More clarification seems necessary. First of all, if an atheist is presented with the Truth of God's existence and openly rejects this Truth for life, there can be no salvation, as that person has made a choice. Can he have a death-bed conversion? Of course. But, one cannot count on dying in bed.
Second, the merits of grace gained in and through Christ are in the Catholic Church. This is our teaching. So, if someone purposefully rejects the Church, when they have been given insight into that truth in some way, (people reject truth for many reasons), they could be sinning against the Holy Spirit, which is the gravest of all sins. One who knows the Truth and rejects it sins against the Spirit.
Third, to separate Christ and the Church is heresy. Protestants do this, sadly, The CCC is clear about this. We are one in Christ in the Church. All salvation comes through the Church and through Christ, which is the mystery of His setting up the Church on earth.
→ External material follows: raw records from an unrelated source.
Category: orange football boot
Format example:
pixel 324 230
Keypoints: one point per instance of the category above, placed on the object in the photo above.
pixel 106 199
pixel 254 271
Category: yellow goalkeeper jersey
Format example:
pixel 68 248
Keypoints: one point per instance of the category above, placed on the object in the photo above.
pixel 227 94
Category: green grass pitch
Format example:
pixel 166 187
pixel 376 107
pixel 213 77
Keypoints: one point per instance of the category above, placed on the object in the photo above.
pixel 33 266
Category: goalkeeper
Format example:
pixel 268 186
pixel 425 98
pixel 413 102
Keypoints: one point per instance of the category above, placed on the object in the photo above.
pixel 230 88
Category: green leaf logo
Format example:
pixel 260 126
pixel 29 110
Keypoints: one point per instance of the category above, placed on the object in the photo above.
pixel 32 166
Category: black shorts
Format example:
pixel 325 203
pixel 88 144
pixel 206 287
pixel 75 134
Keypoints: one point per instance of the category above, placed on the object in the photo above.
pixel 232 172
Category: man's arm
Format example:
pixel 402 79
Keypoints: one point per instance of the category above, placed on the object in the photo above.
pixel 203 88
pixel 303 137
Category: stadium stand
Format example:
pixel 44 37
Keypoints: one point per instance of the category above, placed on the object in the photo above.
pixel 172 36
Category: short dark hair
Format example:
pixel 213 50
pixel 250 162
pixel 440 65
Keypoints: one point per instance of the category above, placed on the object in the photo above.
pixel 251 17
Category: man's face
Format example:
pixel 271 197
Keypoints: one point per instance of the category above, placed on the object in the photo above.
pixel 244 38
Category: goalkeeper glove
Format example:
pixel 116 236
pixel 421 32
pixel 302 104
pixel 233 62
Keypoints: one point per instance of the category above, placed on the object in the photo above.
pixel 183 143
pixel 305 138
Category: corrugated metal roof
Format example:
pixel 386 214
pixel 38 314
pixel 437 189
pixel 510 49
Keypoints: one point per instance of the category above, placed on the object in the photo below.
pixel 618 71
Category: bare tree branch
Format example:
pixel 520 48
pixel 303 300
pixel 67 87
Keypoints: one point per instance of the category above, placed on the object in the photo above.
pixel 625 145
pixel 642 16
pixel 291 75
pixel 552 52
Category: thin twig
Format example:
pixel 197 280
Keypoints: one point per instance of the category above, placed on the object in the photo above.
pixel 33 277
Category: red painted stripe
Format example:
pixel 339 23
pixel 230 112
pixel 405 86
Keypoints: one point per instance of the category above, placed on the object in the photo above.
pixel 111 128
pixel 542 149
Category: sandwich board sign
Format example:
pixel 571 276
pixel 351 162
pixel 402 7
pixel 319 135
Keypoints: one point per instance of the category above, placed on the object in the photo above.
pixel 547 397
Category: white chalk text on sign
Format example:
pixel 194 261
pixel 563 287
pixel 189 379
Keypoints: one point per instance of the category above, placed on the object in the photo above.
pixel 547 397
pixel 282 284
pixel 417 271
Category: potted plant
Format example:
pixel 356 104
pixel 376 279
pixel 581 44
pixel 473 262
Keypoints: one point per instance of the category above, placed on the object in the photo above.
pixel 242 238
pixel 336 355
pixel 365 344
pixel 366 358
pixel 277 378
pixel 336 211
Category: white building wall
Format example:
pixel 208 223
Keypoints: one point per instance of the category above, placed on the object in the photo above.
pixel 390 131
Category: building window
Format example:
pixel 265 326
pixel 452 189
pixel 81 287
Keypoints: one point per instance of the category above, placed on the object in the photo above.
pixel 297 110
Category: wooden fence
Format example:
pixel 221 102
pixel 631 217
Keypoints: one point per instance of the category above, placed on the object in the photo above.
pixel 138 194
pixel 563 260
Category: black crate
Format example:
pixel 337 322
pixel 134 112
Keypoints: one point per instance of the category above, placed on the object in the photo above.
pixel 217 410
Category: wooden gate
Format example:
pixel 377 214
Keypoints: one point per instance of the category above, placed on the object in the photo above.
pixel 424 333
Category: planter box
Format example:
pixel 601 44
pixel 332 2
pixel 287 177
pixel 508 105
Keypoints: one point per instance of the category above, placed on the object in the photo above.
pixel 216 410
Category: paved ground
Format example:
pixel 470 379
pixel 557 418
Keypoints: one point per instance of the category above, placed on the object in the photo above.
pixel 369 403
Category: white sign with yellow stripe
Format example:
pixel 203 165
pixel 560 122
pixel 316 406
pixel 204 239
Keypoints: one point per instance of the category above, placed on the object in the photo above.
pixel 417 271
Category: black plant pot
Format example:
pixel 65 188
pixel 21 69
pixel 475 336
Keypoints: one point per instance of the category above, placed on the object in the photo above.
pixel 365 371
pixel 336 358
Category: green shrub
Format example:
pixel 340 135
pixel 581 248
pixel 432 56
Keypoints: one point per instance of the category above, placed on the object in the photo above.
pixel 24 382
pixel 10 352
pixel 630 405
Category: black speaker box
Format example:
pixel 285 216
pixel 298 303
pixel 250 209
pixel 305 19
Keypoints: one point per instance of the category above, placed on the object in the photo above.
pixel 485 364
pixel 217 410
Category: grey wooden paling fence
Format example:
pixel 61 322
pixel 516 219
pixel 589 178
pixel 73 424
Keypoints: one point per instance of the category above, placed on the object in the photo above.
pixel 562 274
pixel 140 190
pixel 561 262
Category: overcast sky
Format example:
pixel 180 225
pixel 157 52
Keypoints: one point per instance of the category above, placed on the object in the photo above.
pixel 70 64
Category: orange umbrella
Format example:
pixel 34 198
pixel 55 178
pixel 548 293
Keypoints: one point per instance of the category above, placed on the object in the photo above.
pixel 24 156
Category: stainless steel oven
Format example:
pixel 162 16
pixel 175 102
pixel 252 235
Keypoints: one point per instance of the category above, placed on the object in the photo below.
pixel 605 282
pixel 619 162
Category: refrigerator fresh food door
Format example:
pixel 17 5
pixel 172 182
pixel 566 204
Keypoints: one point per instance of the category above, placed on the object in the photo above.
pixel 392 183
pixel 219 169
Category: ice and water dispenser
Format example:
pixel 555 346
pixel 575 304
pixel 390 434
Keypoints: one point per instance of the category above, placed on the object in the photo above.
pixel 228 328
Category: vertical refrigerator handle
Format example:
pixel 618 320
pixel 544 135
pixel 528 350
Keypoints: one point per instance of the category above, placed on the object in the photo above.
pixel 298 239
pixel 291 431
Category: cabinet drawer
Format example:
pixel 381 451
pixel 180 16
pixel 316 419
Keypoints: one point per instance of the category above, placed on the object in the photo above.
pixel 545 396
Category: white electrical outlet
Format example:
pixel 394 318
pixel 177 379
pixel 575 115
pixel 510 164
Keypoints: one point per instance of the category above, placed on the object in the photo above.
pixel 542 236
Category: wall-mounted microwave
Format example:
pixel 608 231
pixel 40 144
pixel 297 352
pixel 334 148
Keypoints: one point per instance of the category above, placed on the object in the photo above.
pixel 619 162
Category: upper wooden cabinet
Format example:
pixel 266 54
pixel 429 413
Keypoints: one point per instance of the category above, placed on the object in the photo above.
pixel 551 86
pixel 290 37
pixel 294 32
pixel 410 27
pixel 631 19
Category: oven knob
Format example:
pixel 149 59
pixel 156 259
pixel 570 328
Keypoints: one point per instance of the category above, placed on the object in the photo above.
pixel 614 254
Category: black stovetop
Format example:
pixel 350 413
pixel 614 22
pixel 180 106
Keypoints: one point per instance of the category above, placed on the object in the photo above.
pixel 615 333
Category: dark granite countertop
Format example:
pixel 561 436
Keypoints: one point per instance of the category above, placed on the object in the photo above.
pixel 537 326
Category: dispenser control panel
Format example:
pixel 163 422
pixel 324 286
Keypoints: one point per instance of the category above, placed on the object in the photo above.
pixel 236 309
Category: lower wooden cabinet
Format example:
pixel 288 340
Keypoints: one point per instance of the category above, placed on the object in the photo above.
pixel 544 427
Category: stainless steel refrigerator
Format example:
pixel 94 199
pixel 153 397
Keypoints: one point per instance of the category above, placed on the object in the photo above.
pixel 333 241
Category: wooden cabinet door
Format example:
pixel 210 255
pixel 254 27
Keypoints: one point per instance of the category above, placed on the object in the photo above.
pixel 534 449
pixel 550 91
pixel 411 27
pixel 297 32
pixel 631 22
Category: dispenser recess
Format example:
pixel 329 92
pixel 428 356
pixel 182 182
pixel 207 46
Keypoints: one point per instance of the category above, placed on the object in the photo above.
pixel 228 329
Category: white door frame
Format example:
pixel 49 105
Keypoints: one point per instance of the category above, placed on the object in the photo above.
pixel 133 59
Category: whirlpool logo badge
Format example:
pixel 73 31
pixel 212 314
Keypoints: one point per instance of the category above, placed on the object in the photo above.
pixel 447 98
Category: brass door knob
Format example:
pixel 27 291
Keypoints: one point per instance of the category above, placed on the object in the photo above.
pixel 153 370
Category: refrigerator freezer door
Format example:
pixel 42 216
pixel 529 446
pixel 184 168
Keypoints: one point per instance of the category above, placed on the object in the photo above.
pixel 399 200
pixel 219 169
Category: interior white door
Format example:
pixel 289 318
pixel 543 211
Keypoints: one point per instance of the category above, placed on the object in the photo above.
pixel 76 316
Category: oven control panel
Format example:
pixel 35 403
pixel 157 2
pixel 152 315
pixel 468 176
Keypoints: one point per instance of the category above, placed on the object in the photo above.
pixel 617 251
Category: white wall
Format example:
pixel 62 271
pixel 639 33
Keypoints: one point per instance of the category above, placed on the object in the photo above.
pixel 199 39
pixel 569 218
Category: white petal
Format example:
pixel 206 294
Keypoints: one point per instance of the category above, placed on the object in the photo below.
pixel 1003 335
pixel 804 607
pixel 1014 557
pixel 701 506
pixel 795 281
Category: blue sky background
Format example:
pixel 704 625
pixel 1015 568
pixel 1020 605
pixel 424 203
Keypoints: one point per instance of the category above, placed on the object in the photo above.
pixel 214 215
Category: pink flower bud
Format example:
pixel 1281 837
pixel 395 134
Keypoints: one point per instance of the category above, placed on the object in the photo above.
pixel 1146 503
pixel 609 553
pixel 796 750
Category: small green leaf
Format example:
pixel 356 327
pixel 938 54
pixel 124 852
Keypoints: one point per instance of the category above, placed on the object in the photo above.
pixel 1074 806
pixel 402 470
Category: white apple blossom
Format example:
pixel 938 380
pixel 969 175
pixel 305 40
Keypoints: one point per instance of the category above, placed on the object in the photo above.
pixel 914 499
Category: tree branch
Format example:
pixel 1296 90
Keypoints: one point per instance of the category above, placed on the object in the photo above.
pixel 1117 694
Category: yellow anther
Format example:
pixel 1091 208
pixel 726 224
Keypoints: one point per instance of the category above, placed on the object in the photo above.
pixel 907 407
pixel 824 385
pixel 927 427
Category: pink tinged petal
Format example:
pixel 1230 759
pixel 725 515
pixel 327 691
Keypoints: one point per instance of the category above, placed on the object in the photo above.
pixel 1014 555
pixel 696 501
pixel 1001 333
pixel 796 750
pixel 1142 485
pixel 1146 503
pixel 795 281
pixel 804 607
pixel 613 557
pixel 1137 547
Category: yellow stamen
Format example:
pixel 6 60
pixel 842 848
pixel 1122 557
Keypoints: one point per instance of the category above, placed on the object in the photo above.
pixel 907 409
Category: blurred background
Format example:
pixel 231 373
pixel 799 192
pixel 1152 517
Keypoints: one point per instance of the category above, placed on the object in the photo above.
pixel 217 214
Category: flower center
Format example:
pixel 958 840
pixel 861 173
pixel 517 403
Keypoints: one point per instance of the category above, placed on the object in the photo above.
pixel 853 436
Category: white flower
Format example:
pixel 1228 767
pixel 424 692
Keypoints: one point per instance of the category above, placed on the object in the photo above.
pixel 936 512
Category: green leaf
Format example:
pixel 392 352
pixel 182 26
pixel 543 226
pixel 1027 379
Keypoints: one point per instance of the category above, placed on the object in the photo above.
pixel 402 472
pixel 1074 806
II. THE CHURCH - BODY OF CHRIST
787 From the beginning, Jesus associated his disciples with his own life, revealed the mystery of the Kingdom to them, and gave them a share in his mission, joy, and sufferings.215 Jesus spoke of a still more intimate communion between him and those who would follow him: "Abide in me, and I in you. . . . I am the vine, you are the branches."216 And he proclaimed a mysterious and real communion between his own body and ours: "He who eats my flesh and drinks my blood abides in me, and I in him."217
788 When his visible presence was taken from them, Jesus did not leave his disciples orphans. He promised to remain with them until the end of time; he sent them his Spirit.218 As a result communion with Jesus has become, in a way, more intense: "By communicating his Spirit, Christ mystically constitutes as his body those brothers of his who are called together from every nation."219
789 The comparison of the Church with the body casts light on the intimate bond between Christ and his Church. Not only is she gathered around him; she is united in him, in his body. Three aspects of the Church as the Body of Christ are to be more specifically noted: the unity of all her members with each other as a result of their union with Christ; Christ as head of the Body; and the Church as bride of Christ.
790 Believers who respond to God's word and become members of Christ's Body, become intimately united with him: "In that body the life of Christ is communicated to those who believe, and who, through the sacraments, are united in a hidden and real way to Christ in his Passion and glorification."220 This is especially true of Baptism, which unites us to Christ's death and Resurrection, and the Eucharist, by which "really sharing in the body of the Lord, . . . we are taken up into communion with him and with one another."221
Father Z has suggested that there may be bad translations regarding the Pope's talk. I hope so, as the entire thing has opened a can of worms online.
UPDATE: No Anonymous comments will be accepted, remember, please.